1. Masi. It's a red wine. It costs about $14 a bottle. It's freaking delicious. Thanks John!

2. Nice hotels. He loved them. So do I. We stayed in a few. Thanks John!

3. Being those annoying people in a restaurant. You know the people I am talking about. Flirty, kissy, silly, a little drunk. We were them. We were so annoying. I loved it. Thanks John!

4. Flowers. I love them. He bought me some. Thanks John!

5. The future. We would talk about what it would look like. He allowed me to move on with my life. Thanks John!

6. Oprah on Satellite Radio. I love Oprah…love her. I had no idea she had a radio station on satellite radio. He told me. Thanks John!

7. Kids. He had one. I have two. I felt good talking about mine to him and listening to stories about his. Thanks John!

8. Spontaneity. He had a lot of it. I typically have none. I loved how I was able to be spontaneous with him. Thanks John!

9. A super king size bed. He had the best bed. Ever! Big. Good pillows. Good blankets. And him of course.  Thanks John! (Remember The Bachelor's Bed? Horrible!)

10. He wasn't the right one for me. So now I am open again to find the right person. Thanks John...


It is crazy to me how I can feel so great one day, one moment, one second and then all of a sudden out of nowhere I feel like I have been hit by a truck. These peaks and valleys of emotions have certainly leveled themselves out over the last 15 months, but every now and then…bam!
 I still get knots in my stomach when I see Mr. Little’s name in my inbox or pop up on my phone.
 10 years ago those same emails or texts would have given me butterflies and here I am standing 3,650 days away from that girl I used to be and it causes my anxiety and stress.
 I look forward to the day where his name or face pop up and all I feel is “oh…my children’s father is trying to get a hold of me”….will that day come? If so, can you please tell me when?

Perspective

per·spec·tive
pərˈspektiv/
noun
noun: perspective
1.

the art of drawing solid objects on a two-dimensional surface so as to give the right impression of their height, width, depth, and position in relation to each other when viewed from a particular point.

2.


a particular attitude toward or way of regarding something; a point of view.
"most guidebook history is written from the editor's perspective"
 Perspective is a funny thing. Not just for someone going through a divorce, but for anyone really. 

I was having coffee with a friend last week...she is a lawyer...and despite what I said about loathing the legal system I am very fond of her. 

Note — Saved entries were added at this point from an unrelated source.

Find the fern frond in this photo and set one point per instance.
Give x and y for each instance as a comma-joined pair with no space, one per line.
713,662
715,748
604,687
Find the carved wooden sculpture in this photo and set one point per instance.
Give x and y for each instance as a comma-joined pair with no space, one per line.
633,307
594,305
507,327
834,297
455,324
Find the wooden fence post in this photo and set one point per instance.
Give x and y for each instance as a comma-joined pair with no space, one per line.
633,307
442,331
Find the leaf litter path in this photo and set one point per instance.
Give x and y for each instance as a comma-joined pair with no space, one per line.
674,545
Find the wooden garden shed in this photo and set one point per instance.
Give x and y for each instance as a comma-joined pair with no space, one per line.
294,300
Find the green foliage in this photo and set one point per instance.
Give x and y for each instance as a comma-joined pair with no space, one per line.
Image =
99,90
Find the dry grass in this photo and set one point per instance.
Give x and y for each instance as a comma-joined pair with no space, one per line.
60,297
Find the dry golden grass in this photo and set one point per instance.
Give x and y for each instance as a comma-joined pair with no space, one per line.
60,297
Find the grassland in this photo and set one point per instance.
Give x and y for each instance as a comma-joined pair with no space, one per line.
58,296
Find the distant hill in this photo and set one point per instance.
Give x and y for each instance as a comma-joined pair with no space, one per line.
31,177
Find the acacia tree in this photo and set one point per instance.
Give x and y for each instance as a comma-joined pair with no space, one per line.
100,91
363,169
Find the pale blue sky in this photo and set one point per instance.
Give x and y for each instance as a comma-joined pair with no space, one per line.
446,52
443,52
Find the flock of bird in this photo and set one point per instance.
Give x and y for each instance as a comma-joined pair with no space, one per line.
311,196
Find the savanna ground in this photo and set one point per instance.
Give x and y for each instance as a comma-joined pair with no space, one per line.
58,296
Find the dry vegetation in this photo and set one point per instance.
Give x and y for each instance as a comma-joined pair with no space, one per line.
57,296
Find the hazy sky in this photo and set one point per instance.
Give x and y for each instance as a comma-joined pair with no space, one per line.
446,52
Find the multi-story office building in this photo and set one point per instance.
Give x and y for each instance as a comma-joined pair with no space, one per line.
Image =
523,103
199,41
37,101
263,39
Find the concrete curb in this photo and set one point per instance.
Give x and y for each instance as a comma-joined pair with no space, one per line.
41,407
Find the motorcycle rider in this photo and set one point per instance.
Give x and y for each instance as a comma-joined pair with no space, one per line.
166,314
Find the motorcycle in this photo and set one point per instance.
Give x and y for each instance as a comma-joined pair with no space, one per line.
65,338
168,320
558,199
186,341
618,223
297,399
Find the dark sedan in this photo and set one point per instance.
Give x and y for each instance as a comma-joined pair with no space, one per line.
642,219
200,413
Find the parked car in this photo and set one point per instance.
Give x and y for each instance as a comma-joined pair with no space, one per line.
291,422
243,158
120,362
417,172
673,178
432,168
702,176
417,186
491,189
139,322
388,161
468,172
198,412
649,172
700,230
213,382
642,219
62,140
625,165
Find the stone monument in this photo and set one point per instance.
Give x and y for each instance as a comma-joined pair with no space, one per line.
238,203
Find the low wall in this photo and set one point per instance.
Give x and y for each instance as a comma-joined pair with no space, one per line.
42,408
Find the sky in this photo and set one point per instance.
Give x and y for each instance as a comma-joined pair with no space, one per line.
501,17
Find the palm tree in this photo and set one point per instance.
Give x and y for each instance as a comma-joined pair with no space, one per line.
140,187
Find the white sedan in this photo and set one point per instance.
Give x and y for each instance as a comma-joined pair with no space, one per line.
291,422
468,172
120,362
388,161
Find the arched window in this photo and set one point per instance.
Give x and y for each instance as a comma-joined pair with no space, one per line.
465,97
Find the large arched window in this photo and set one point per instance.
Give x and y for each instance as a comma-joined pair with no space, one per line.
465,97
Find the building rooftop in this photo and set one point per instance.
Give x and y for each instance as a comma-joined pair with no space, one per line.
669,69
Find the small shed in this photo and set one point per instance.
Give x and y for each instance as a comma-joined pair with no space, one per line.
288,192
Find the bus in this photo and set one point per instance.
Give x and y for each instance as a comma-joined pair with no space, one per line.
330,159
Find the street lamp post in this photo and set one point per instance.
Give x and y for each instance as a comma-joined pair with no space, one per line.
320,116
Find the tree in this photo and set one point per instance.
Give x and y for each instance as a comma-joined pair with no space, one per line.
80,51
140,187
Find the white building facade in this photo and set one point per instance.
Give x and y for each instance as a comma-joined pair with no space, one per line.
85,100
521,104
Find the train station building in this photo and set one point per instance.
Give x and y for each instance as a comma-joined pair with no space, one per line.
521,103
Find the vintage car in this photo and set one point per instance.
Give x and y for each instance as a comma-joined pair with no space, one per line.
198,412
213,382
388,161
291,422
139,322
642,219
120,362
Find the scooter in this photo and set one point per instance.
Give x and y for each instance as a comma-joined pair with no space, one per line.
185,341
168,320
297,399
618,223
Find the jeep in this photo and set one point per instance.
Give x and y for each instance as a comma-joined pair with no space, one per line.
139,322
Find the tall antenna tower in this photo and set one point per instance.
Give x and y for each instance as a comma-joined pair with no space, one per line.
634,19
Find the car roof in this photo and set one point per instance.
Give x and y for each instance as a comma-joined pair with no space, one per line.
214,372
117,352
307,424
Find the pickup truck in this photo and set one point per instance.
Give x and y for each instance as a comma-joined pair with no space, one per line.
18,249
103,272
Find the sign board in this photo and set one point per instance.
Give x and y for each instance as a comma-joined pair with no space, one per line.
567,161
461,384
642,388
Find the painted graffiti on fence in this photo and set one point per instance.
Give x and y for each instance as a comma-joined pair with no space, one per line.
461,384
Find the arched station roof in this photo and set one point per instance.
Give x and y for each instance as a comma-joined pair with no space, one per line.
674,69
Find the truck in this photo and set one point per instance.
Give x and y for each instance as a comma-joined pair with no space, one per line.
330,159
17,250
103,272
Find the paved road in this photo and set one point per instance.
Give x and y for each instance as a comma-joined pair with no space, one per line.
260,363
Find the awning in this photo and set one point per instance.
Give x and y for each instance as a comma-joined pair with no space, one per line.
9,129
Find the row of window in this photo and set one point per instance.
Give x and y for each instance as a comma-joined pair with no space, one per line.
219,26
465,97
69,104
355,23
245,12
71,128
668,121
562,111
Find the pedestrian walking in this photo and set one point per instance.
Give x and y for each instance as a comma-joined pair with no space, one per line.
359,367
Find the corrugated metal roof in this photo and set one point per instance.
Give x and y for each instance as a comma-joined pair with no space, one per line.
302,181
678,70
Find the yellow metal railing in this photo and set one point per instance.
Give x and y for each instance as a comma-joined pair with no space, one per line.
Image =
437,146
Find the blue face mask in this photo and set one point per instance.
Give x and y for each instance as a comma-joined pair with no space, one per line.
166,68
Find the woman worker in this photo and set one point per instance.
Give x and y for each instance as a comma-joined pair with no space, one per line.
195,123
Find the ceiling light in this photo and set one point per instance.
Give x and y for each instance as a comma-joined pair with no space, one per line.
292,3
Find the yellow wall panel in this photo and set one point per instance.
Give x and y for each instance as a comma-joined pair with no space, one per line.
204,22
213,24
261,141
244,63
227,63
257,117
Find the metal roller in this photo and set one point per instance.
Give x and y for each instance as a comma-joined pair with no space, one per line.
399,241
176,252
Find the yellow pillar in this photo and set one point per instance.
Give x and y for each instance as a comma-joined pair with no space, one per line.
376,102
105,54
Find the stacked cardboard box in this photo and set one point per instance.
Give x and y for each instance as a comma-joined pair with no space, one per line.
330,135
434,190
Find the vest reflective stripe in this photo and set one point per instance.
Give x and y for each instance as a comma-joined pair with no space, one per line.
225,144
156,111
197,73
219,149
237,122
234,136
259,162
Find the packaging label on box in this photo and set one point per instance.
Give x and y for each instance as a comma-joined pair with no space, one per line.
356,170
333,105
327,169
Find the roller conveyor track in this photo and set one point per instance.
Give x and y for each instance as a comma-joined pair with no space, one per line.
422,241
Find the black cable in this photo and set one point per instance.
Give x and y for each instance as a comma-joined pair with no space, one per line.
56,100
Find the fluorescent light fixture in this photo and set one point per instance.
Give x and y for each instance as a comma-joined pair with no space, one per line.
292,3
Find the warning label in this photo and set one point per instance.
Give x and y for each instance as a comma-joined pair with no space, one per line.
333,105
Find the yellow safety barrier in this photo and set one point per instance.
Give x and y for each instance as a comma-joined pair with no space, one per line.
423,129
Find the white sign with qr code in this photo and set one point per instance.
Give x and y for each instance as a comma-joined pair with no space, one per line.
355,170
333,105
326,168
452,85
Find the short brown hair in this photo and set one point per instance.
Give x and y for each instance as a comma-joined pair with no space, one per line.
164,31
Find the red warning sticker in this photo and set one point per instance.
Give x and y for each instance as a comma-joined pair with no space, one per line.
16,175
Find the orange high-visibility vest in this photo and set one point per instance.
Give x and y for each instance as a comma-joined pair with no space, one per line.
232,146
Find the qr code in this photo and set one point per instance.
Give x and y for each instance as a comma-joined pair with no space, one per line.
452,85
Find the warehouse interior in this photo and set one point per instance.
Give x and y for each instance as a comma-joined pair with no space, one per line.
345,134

She told me how she was in court and caught a glace of some men on trial. They were sentenced to jail time and would not be getting out in their lifetimes. It struck her..she said "you only get one life...and these men would be spending theirs in prison"...she seemed so moved, so provoked by this thought..then she said..."and I was thinking about Beyonce and Jay Z and how I will never get to experience any of the fabulous things they do everyday"...I busted out laughing. "Yes, and they look at your sad life as successful lawyer, mother of two beautiful girls, wife of a handsome successful businessman and think...that poor prisoner..."

But the truth is that your perspective can change in a second...just like your life can...and that is the most terrifying and comforting thought I have for today.